La verità è che la noia può portare benefici sorprendenti. A confermarlo uno studio pubblicato sulla rivista Frontiers in psychology in cui “la bella noia, la lunga noia”, citata da Pennac, viene associata allo sviluppo della funzione esecutiva, l’insieme di abilità che permettono ai bambini di pianificare, progettare, organizzare e prendere decisioni. Il tempo speso in attività meno strutturate, spiega Jane Barker, psicologa all’università del Colorado, “potrebbe permettere ai bambini di sviluppare funzioni esecutive autogestite, portando a benefici futuri”. La noia come alleata, per imparare a gestire le pause, il silenzio e i pensieri liberi, a sviluppare la creatività e l’autodeterminazione.

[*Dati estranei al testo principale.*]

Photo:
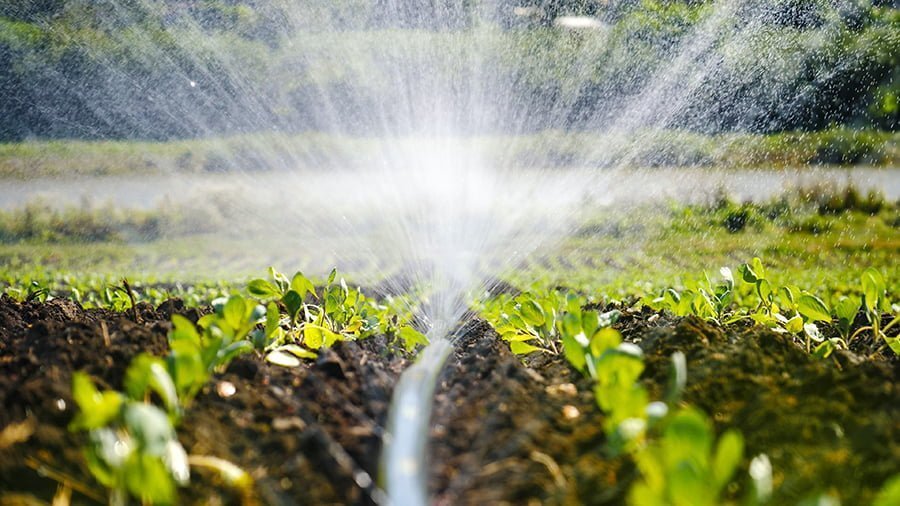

Per parlar di (buona) noia, la Harvard medical school si affida a Boredom, saggio di Perri Klass che inizia citando Tom Sawyer, la noia e la sua risposta alla noia, elementi al centro di “una storia di individualità e immaginazione capace di alimentare la creatività traendo nutrimento dalla natura e dalla narrativa di un universo predigitale”. Se state cercando un modello medico a cui paragonare la noia – continua Klass - potete immaginarla come una forma di angina, il dolore causato dalla privazione temporanea di ossigeno, che genera la protesta di un tessuto carente di un nutriente essenziale. Noi siamo fatti per essere interessati, e la noia può essere il modo che il cervello usa per dirci che manca qualcosa. Eppure, se un bambino non trascorre un po’ di tempo in questo stato problematico, come potrà mai imparare a uscirne? “Stimoliamo i nostri bambini e noi stessi sette giorni su sette, come se la noia e il vuoto fossero tossici. Ma la noia può essere un’ottima cosa, soprattutto quando i ragazzi dicono: costruiamo una casa sull’albero, facciamo uno spettacolo di marionette!”, spiega Michael Rich, professore associato di pediatria alla Harvard medical school e direttore del Centro sulla salute infantile dell’ospedale pediatrico di Boston, citato nel saggio da Klass insieme allo studio di Teresa Belton della University of East Anglia, nel Regno Unito, che ha approfondito il legame tra noia e creatività. Insieme a un collega, ha intervistato alcune persone di successo, tra cui un romanziere, un poeta, un artista e un neuroscienziato, tutti hanno citato la noia come fonte importante di ispirazione e creatività. Il neuroscienziato di cui parla Belton nello studio è Susan Greenfield, professore a Oxford, che a sua volta ha studiato i benefici della noia e le insidie dell’intrattenimento esagerato. Greenfield ha fatto notare come, nella società moderna, ai bambini vengano proposte attività programmate e narrazioni preconfezionate che, di fatto, escludono la possibilità di inventare la propria storia. “Un albero nel parco non chiede di essere scalato, un foglio bianco non chiede di essere disegnato. Non sei annoiato quando ti inventi una storia”.